Paraplegic Plays Violin Publicly
Music has been used as therapy as far back as World War II. However, the Virtual Music Instrument, gives therapeutic music a whole new meaning.
The Virtual Music Instrument allows people to play music without having to hold, or manipulate, an actual instrument. The VMI was originally designed as an interactive toy for youths.
The person is seated, facing a large television screen with a Web cam on top, pointing at them. Their image is projected in front of them onto the screen. Large coloured dots are superimposed on the space around them. Each dot represents a different musical note. When the person reaches out their arm and passes it through a virtual dot, the computer software translates the movement into the appropriate note.
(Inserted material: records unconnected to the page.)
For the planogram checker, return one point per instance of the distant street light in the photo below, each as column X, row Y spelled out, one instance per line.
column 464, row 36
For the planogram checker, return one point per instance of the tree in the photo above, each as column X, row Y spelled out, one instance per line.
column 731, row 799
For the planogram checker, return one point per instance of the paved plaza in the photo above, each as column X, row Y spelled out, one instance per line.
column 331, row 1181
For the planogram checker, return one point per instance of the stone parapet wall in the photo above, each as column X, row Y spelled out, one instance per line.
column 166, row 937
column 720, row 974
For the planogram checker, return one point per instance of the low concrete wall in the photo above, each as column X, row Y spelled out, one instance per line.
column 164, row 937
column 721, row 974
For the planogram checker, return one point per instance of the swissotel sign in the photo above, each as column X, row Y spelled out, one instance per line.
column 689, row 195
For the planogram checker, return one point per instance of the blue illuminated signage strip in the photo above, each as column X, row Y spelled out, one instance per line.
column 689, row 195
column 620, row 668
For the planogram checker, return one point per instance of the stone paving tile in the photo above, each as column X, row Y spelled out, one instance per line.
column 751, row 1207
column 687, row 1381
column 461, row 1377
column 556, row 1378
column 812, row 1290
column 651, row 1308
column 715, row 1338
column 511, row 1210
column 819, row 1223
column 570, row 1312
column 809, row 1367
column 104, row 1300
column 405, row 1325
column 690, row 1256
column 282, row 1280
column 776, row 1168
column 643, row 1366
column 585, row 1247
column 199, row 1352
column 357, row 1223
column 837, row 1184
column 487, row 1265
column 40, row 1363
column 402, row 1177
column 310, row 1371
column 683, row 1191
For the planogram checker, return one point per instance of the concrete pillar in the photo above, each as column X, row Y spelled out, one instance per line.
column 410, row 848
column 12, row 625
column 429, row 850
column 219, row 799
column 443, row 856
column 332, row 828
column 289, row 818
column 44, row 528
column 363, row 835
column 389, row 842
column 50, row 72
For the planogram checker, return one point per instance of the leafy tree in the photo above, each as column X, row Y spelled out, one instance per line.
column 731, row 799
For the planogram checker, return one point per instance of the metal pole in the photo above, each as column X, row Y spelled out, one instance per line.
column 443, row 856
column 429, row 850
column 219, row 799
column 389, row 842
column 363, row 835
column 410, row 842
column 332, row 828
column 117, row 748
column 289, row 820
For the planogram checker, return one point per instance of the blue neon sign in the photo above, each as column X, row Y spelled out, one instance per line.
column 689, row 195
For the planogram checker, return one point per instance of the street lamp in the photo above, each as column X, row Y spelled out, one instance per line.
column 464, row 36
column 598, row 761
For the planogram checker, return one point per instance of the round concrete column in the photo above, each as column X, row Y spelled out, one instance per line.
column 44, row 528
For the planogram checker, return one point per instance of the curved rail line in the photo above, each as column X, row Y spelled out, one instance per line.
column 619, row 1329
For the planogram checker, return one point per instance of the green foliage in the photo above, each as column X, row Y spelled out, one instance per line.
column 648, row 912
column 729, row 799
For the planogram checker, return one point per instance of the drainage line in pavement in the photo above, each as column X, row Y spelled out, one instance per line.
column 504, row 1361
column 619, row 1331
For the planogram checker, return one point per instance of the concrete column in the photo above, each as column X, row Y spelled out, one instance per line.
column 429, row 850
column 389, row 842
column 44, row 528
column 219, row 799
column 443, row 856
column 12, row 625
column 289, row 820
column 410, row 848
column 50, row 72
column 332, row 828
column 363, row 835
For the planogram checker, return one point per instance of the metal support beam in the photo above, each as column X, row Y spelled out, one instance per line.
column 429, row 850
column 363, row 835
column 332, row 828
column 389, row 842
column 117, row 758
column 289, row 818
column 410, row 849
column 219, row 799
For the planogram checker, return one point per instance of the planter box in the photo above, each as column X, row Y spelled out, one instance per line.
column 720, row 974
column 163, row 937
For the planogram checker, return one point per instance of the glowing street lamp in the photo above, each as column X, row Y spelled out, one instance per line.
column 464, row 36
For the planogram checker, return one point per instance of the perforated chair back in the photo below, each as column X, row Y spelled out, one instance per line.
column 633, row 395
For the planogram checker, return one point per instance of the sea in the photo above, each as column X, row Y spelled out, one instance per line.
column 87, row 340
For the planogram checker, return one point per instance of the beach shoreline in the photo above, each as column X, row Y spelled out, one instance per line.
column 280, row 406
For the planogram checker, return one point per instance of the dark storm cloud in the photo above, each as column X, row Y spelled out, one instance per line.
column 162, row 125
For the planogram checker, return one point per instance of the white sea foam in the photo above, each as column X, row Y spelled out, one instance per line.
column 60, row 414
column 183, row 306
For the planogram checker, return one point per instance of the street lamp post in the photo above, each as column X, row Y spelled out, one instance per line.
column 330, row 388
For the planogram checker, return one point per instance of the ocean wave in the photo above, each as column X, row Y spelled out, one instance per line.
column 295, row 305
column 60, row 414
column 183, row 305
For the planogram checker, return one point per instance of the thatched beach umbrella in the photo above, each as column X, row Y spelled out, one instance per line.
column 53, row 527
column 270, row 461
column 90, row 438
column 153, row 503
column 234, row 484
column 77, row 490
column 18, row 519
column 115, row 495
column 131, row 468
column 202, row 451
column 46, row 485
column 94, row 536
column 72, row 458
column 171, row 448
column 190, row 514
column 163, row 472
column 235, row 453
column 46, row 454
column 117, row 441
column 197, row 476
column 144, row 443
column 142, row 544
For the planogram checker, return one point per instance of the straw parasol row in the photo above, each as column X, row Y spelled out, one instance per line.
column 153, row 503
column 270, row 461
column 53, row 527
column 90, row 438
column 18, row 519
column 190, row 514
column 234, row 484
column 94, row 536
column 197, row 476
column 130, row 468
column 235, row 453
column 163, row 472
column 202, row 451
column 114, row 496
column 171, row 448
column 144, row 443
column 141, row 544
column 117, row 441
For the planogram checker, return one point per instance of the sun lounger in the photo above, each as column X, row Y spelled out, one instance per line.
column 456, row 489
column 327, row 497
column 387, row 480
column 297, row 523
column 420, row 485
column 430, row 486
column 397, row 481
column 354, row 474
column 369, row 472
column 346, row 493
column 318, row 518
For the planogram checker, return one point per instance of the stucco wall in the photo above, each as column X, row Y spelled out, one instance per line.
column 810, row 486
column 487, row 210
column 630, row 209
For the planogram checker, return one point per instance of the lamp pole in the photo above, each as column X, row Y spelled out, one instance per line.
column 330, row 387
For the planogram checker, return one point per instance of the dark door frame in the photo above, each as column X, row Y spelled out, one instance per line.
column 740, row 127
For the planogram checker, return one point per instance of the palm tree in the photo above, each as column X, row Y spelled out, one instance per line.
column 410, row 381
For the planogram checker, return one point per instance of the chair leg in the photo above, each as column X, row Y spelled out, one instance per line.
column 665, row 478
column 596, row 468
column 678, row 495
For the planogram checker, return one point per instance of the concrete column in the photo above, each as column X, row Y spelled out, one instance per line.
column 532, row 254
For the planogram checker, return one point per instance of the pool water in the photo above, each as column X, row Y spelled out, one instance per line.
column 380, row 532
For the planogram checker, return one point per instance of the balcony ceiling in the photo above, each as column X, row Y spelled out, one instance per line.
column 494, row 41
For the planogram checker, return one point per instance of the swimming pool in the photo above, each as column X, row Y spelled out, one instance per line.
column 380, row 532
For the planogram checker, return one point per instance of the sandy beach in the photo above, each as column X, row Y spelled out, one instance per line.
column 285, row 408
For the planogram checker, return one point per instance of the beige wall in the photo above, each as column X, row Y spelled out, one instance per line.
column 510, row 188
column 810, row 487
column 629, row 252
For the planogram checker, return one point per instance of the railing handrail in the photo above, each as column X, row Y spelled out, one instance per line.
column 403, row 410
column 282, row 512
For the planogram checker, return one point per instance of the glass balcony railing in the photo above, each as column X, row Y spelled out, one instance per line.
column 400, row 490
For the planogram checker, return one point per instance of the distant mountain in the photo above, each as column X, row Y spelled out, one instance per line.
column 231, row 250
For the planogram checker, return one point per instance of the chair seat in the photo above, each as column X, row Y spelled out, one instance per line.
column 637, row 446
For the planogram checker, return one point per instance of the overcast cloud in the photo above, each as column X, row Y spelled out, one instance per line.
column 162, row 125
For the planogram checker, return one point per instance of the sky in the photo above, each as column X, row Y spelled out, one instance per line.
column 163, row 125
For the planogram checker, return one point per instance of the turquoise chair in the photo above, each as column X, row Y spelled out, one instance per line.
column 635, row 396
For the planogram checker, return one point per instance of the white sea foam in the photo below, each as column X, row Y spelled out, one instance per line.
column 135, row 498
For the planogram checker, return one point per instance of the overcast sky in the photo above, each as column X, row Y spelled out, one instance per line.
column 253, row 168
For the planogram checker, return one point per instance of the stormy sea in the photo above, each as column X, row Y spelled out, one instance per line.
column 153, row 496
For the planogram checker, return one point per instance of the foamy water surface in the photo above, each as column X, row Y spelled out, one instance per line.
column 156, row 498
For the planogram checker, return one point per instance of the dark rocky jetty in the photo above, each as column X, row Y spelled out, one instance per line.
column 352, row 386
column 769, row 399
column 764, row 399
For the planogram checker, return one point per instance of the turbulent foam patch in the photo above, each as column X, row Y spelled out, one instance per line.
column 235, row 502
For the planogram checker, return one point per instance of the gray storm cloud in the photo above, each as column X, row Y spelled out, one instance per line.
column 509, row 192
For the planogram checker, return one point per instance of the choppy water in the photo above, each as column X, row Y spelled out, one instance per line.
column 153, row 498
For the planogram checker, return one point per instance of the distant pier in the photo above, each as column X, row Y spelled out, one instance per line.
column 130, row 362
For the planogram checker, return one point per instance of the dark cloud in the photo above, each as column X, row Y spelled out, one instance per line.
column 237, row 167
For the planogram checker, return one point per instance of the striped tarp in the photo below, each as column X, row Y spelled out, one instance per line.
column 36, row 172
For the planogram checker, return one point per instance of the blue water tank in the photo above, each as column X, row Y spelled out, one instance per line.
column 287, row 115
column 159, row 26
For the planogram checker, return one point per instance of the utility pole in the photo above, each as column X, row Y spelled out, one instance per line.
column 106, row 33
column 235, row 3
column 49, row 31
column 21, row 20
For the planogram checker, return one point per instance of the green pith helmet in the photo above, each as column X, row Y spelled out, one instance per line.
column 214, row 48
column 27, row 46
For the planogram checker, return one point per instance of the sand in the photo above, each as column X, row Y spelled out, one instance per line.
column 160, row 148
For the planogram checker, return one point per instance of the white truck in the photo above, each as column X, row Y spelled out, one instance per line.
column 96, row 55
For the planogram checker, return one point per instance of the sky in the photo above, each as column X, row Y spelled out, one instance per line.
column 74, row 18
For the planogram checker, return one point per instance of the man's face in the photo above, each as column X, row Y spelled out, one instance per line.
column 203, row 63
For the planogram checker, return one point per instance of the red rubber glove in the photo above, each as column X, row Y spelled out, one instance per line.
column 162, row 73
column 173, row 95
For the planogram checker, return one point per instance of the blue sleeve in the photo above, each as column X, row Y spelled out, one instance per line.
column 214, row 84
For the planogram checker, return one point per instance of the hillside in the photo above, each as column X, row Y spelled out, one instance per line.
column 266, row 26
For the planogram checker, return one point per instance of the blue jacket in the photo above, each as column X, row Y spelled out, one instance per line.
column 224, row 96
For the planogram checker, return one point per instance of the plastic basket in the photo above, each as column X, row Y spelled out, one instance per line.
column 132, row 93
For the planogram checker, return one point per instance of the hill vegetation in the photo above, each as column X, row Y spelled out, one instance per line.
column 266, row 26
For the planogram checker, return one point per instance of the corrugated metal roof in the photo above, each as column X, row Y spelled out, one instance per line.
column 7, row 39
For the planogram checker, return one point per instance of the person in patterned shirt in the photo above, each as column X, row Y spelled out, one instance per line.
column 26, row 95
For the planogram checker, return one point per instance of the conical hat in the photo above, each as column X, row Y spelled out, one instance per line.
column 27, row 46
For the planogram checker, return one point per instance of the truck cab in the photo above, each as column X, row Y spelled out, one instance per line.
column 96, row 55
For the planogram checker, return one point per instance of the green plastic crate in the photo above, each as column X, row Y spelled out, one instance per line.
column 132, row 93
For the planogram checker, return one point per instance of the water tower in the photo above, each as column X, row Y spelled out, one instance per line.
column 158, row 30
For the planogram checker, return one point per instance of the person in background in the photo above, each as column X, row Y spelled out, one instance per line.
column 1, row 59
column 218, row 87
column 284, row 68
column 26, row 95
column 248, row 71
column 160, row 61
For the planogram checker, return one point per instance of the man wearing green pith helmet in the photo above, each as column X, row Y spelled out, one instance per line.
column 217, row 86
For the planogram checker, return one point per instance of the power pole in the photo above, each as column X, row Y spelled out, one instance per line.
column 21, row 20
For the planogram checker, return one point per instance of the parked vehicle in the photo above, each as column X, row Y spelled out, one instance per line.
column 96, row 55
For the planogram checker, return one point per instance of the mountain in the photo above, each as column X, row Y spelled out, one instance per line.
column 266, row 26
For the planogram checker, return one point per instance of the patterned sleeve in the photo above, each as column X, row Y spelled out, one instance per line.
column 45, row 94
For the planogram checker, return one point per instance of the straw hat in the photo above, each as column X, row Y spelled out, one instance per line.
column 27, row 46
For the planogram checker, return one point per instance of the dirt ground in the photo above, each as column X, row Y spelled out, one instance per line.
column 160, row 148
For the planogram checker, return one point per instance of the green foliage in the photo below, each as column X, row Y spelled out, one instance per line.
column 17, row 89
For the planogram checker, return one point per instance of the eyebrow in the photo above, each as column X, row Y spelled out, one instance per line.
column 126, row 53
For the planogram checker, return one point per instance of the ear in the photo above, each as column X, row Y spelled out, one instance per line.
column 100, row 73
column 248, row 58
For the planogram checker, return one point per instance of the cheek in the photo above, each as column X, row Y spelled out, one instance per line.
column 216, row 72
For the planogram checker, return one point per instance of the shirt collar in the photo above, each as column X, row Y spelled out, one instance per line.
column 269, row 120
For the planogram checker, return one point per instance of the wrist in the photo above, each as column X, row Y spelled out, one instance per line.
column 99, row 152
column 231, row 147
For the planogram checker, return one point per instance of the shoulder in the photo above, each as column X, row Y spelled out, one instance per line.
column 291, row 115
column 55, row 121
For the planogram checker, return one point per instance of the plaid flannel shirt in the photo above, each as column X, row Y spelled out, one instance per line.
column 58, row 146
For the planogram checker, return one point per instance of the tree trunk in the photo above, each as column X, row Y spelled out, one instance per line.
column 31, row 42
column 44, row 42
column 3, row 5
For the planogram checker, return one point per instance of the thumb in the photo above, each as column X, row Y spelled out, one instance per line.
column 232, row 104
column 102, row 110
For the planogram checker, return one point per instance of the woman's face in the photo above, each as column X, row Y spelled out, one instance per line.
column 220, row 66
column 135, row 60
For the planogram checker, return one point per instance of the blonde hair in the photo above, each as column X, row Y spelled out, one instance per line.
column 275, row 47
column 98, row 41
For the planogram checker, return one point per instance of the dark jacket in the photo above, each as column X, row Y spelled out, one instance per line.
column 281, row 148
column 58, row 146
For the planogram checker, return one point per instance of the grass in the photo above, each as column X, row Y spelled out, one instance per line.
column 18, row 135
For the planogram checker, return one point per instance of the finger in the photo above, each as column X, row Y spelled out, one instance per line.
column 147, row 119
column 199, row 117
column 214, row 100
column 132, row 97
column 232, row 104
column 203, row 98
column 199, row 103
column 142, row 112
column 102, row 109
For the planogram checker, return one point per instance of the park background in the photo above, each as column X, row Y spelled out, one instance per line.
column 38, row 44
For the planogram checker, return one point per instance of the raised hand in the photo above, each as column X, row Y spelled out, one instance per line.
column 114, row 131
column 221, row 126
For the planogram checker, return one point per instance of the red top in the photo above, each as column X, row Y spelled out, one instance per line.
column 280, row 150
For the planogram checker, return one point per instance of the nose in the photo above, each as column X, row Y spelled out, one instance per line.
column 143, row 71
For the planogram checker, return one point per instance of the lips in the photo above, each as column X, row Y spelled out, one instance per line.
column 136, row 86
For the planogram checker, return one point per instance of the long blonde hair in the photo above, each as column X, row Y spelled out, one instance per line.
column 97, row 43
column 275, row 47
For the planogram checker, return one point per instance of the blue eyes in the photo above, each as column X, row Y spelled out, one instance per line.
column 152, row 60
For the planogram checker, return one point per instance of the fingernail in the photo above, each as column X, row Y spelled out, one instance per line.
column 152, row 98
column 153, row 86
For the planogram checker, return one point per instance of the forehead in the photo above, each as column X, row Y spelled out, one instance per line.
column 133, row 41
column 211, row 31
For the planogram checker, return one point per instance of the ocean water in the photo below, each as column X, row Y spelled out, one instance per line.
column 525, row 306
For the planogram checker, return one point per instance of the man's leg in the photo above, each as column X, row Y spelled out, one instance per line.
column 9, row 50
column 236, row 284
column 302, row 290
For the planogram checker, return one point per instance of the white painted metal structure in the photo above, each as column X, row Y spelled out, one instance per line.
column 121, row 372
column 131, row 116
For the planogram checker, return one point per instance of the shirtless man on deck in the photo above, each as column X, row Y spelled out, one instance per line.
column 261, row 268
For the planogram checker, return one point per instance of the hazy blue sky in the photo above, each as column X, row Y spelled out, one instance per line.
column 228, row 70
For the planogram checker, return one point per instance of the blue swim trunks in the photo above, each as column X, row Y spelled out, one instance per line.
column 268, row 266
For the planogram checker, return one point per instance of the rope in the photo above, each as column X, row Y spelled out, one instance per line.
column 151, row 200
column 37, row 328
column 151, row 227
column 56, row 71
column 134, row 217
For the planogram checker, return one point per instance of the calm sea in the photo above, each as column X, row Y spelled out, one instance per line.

The VMI can generate musical sounds by translating even small movements, such as finger movements, to large ones, such as reaching an arm in the air. Advanced technology, in the case of Wan, with simply a nod of his head, or a blink of his eyes, translates movement into sound.
Violinist Eric Wan, who is paralysed from the neck down, wowed an audience at Montreal’s Place des Arts, with his violin performance. Violinist Adrain Anantawan, born without a right hand, also performed with the Montreal Chamber Orchestra.
It took Wan 2 years to learn how to breathe after becoming paralysed at 18 years-old. He had been learning the violin since the age of 10 and always felt destined to perform publicly. As an engineering graduate student at the Bloorview Research Institute at Holland Bloorview Kids Rehabilitation Hospital, Toronto, Wan helped create the VMI.
“It’s great to see Eric able to perform at the level of symphony orchestra given his level of disability,” said an engineer who worked with him. “He is very courageous, a real fighter.”